RP – Menteri Perumahan dan Kawasan Permukiman (PKP), Maruarar Sirait, melakukan kunjungan kerja ke kawasan hunian terpadu Podomoro Park Buah Batu, Kabupaten Bandung, pada Rabu (10/12/2025).

Dalam kunjungan tersebut, Menteri Maruarar meninjau langsung kualitas infrastruktur, kelengkapan fasilitas, serta sistem pengelolaan lingkungan yang dikembangkan oleh Agung Podomoro Group. Peninjauan ini bertujuan memastikan standar hunian modern yang dapat diadaptasi untuk program perumahan nasional.

Hasil observasi di lapangan menunjukkan bahwa pengembang telah berhasil menerapkan tata kelola lingkungan yang baik serta konsep hunian yang holistik. Hal ini mendapat apresiasi khusus dari Menteri PKP.

Jadi Percontohan Hunian Subsidi

Menteri Maruarar menilai bahwa standar yang diterapkan di Podomoro Park, mulai dari fasilitas sosial hingga manajemen sampah, layak dijadikan acuan.

“Saya mengapresiasi pengembangan kawasan yang dilakukan oleh Agung Podomoro. Fasilitas sosial, fasilitas umum, hingga sistem pengelolaan sampah yang tertata baik menunjukkan standar implementasi yang patut dicontoh,” ujar Maruarar di sela-sela kunjungannya.
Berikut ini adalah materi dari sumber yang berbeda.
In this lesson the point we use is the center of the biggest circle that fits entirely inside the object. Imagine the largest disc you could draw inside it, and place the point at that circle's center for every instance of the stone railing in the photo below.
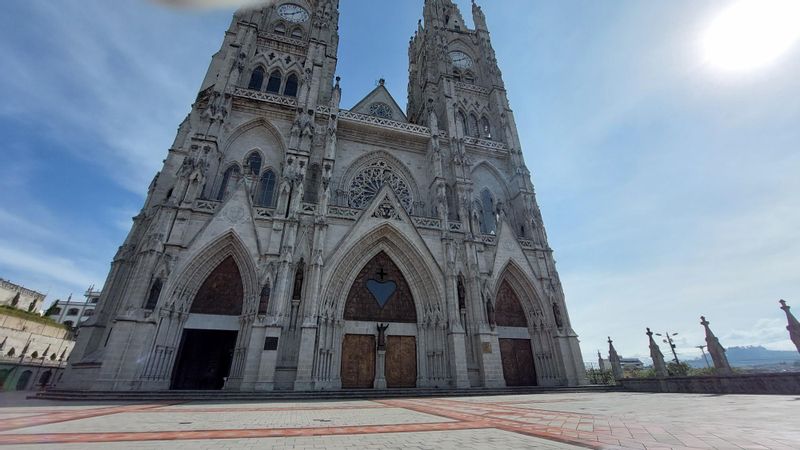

Ia menambahkan bahwa pendekatan ini sangat relevan untuk diterapkan pada proyek perumahan rakyat di masa depan.

“Pendekatan seperti ini dapat menjadi model bagi pengembangan perumahan subsidi ke depan. Bahwa hunian terjangkau juga harus sehat, layak, dan memiliki kualitas lingkungan yang baik,” tegasnya.

Kolaborasi Pemerintah dan Pengembang

Selain memberikan apresiasi, Menteri Maruarar juga mengajak Agung Podomoro untuk berkontribusi lebih jauh melalui sumbangsih pemikiran. Ia berharap pengembang besar dapat memberikan perspektif konstruktif kepada pemerintah.

“Kami berharap Agung Podomoro dapat memberikan masukan yang membangun terkait kebijakan dan pengembangan program perumahan ke depan,” kata Menteri Maruarar.

Menurutnya, pengalaman dan best practices di lapangan sangat berharga agar kebijakan perumahan nasional semakin relevan, adaptif, dan berkelanjutan. Menteri menekankan bahwa rumah bukan sekadar bangunan fisik, melainkan ruang hidup yang harus memanusiakan penghuninya.

“Pemerintah berharap kerja sama dan masukan dari semua pihak, termasuk pengembang besar, dapat memperkaya arah kebijakan dan meningkatkan kualitas penyediaan perumahan bagi masyarakat,” tutupnya.